The principle of cognitive–behavioral therapy is based upon the premise that mental disorders and psychological distress are maintained by cognitive factors. Thus, CBT stimulates the patient to identify and to challenge the validity of maladaptive cognitions and therefore modify maladaptive behavioral patterns (Hofmann et al., 2012). CBT techniques applied in chronic dizziness comprise psychoeducation (information about dizziness), explanation and discussion of associations between assumptions (about dizziness), thoughts, moods and behaviors, behavioral experiments, exposure to feared stimuli, and attentional refocusing, coping strategies, and self‐observations (Edelman et al., 2012; Popkirov et al., 2018; Schmid et al., 2011). In addition, patients learn relaxation techniques.

Generally, the studies show a small but clinically relevant effect of CBT concerning dizziness (Edelman et al., 2012; Limburg et al., 2019; Schmid et al., 2011). However, in a one‐year follow‐up of 20 patients with phobic postural vertigo no treatment effect remained after CBT (Holmberg et al., 2007).

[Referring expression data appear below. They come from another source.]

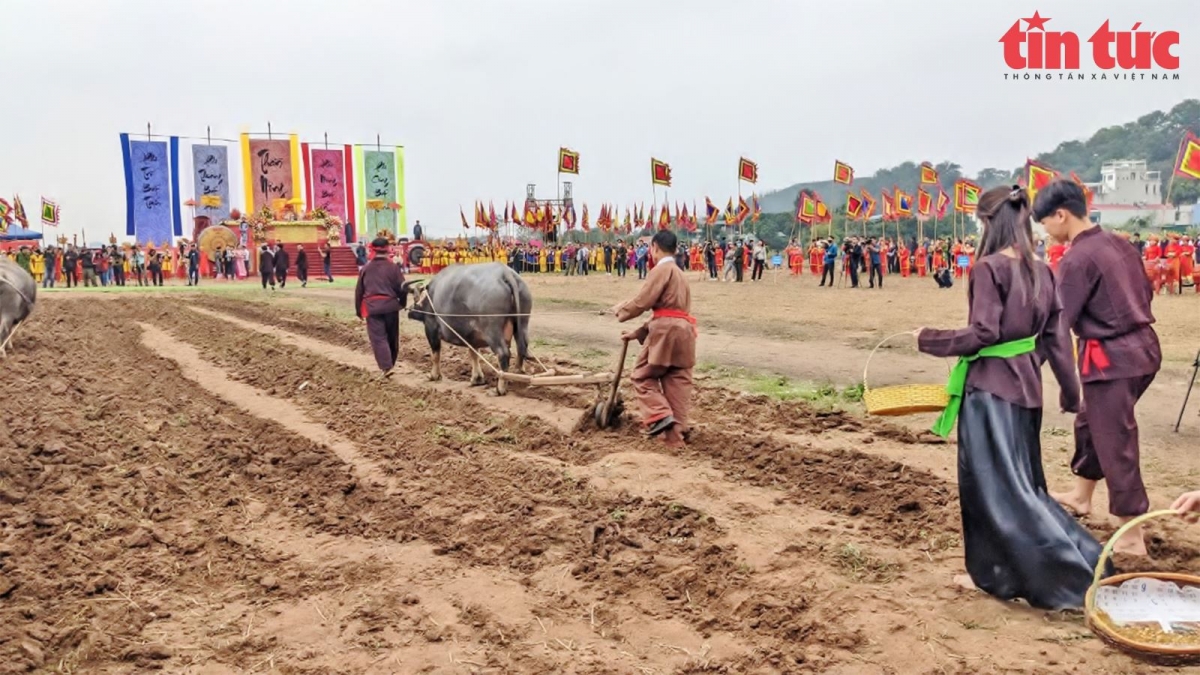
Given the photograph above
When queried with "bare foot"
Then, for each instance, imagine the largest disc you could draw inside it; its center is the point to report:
(1131, 545)
(1073, 503)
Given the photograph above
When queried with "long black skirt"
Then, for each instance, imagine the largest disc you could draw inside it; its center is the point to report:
(1019, 542)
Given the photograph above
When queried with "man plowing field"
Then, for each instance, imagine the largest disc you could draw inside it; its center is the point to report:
(663, 374)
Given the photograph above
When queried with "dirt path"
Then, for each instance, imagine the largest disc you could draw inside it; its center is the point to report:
(817, 340)
(220, 384)
(759, 536)
(561, 418)
(244, 521)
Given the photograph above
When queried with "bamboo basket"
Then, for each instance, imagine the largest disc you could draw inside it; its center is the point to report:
(1107, 631)
(901, 399)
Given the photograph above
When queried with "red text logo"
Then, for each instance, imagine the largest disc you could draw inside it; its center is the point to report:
(1037, 48)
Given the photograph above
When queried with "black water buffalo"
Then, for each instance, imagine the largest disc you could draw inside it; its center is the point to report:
(484, 305)
(18, 292)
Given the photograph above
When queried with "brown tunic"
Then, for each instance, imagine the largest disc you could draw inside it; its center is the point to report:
(669, 342)
(1105, 297)
(379, 290)
(1005, 308)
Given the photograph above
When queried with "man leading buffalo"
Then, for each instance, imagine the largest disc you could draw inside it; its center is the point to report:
(378, 298)
(663, 375)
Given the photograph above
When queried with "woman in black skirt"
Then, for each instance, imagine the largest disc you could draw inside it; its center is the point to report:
(1019, 542)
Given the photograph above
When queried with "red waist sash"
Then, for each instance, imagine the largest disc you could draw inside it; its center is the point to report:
(1093, 356)
(372, 298)
(677, 314)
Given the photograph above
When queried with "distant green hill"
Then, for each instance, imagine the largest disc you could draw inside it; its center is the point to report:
(1153, 137)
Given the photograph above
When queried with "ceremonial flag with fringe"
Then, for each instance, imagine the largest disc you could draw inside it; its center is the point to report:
(1187, 162)
(843, 173)
(568, 161)
(868, 204)
(660, 172)
(928, 174)
(748, 171)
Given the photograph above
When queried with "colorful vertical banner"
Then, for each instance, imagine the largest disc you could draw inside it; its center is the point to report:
(351, 236)
(379, 184)
(360, 222)
(151, 190)
(269, 171)
(210, 178)
(402, 215)
(327, 186)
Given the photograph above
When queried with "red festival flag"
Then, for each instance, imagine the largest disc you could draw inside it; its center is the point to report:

Vestibular rehabilitation (VR) is an exercise‐based group of approaches to train the system to overcome dizziness, vertigo, and balance disturbances. VR has especially been shown to improve symptoms after unilateral vestibular loss (McDonnell & Hillier, 2015). VR exercises are based upon different physiotherapeutic approaches (Kundakci et al., 2018; McDonnell & Hillier, 2015). Compensation is the ability of the brain to learn and, therefore, to change the functioning of central nervous networks. Substitution is a process that stimulates the use of intact sensory inputs (e.g., visual or somatosensory) in contrast to dysfunctional inputs (e.g., in the case of vestibular loss). Adaptation means that errors in visual–vestibular and balance systems can be corrected and readjusted. Habituation means that the system may reduce its responsiveness to motion stimuli in order to reduce the symptoms of dizziness.

Physical exercises and training comprise postural control exercises and gate stabilization, conditioning activities and occupational retraining, coordination training, and exercises for gaze stabilization. Recent studies (Nada et al., 2019; Thompson et al., 2015) found beneficial effects on patients with PPPD.

Selective serotonin reuptake inhibitors (SSRI) represent pharmacological options to modify anxiety and depression (Staab, 2016, 2020). Existing studies in chronic dizziness and vertigo are all open‐labeled and nonrandomized (Popkirov, et al., 2018) but show some beneficial effects (Horii et al., 2007; Staab & Ruckenstein, 2005; Staab et al., 2004). Sertraline and fluvoxamine were the most often used substances. However, the evidence level is relatively low.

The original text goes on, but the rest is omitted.